The Mystic Mountain attraction has been temporarily closed due to the coronavirus (COVID-19) pandemic. 

Drawing on the Jamaican spirit of resilience, many tourism workers and small operators affected by the downturn in the global sector due to the coronavirus (COVID-19) pandemic are finding alternative means of making a living.

Among them is Ocho Rios businessman Michael Campbell, who says his family has been operating a craft shop at Dunn’s River Falls for more than 30 years. “It’s the only thing that we know… and our only means of survival,” he tells JIS News.

He notes, however, that business has dried up due to the closure of the popular Dunn’s River Falls as well as other attractions such as Turtle River Park, Green Grotto Caves, Laughing Waters, and Pearly Beach.

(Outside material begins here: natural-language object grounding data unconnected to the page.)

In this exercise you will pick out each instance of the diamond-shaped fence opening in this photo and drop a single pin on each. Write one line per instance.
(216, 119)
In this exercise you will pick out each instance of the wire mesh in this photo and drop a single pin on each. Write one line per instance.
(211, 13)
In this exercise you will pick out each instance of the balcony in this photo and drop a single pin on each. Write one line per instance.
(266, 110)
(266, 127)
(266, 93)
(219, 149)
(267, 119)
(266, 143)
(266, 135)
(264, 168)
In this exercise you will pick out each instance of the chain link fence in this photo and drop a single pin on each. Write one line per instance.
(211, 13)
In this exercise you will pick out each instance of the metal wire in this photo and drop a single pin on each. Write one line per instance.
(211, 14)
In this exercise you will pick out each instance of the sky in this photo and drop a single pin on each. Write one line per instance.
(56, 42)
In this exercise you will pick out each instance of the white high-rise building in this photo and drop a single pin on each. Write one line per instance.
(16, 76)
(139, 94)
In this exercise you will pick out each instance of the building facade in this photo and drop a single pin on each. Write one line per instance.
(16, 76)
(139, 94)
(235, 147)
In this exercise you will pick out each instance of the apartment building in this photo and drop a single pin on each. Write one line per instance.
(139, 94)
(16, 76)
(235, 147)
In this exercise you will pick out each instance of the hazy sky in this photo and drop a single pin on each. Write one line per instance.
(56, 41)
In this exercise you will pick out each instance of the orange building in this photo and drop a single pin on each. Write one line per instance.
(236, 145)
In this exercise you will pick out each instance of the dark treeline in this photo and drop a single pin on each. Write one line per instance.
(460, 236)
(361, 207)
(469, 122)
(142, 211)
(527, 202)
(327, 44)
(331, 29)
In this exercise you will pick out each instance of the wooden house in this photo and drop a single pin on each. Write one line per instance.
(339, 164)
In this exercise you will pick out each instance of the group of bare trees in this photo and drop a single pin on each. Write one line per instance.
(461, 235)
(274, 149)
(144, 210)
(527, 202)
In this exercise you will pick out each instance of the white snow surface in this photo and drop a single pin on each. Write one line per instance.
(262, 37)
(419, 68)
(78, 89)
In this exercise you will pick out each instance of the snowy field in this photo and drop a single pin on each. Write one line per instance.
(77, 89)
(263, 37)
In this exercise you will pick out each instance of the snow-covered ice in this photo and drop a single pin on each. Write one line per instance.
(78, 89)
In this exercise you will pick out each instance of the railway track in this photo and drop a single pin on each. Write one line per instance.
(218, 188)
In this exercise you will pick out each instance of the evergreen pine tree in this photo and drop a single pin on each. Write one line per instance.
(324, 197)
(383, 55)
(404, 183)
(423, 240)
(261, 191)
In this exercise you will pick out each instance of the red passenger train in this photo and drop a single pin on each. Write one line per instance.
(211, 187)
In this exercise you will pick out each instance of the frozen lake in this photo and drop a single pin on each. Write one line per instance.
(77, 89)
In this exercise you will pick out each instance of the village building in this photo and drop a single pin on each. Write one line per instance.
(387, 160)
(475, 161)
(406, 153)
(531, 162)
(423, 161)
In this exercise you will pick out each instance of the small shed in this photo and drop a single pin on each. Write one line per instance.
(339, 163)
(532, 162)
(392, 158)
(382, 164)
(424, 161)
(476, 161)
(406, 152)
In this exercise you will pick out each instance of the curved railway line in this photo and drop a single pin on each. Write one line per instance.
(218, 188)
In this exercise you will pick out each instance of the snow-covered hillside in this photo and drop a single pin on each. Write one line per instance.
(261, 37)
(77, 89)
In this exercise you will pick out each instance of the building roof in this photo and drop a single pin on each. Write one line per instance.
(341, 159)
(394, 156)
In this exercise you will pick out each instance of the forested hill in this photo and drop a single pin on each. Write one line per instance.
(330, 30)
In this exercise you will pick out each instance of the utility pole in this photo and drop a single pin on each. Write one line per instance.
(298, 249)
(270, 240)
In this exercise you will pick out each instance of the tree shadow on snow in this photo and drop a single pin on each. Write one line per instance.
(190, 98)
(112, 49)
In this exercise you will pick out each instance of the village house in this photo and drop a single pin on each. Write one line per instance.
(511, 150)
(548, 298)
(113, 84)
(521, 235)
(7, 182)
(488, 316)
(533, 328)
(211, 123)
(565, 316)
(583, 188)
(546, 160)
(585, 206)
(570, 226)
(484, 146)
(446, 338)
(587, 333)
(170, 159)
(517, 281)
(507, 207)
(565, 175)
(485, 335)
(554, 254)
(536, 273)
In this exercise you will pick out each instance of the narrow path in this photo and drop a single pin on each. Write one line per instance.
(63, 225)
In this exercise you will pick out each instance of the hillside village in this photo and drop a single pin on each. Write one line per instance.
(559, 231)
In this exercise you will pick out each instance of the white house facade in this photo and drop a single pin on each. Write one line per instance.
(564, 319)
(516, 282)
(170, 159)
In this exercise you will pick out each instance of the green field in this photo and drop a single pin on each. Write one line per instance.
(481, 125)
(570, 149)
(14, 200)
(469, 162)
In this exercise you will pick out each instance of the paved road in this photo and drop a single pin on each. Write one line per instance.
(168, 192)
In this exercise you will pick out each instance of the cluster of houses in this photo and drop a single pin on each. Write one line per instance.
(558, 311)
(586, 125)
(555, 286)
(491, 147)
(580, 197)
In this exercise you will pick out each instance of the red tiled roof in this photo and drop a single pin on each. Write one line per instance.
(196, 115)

“Many persons who depend on tourists visiting these attractions, are now left without jobs. There is no blame game here, as nobody could have predicted this,” he notes.

The popular Dunn’s River Falls in Ocho Rios has been closed, resulting in many workers being temporarily laid off.

Campbell says his family has now decided to try their hands at the buying and selling of farm produce. “The way we look at this is that in every crisis there are opportunities,” he says. “I am not sure if there could be a better time for local produce and getting the quality stuff to the various households. We will be very active in the purchase and delivery market, where we will be delivering things at the consumer’s fingertips.”

In the meantime, Port Antonio raftsman and tour guide, Bambino Mair, says he has taken up a job with a water company, delivering the precious commodity to deep-rural communities in Portland. “Prior to COVID-19, Portland was experiencing a drought. The water business is in demand right now and I have been offered an opportunity that I have gladly seized with both hands,” he says.

St Ann businessman, Garfield Dussard, whose Garfield’s Diving operation also has branches in Falmouth and Montego Bay, says a number of his employees have taken up temporary occupations in businesses that range from “taxi, farming, food deliveries to plumbing”. He adds: “Persons have not been folding over or waiting for handouts. They know that this will one day subside, so in the meantime, they are keeping themselves busy, as the bills still will have to be paid.”  

Rafting on the Rio Grande in Portland has come to a halt due to the coronavirus (COVID-19) pandemic. 

Tourism is one of the sectors most affected by COVID-19, due to travel restrictions being introduced. Tourism workers, who were laid off from their jobs because of the virus, will receive a grant of up to $9,000 fortnightly from the government, paid monthly from the month of their application through to June, under the Supporting Employees with Transfer of Cash (SET) programme.

Meanwhile, under the Business Employee Support and Transfer of Cash (BEST Cash) Programme, temporary cash transfers will be provided to registered businesses based on the number of workers they keep employed who are at or under the income tax threshold of $1.5 million per annum. These include operators in the hotels, tours and attractions segment of the sector.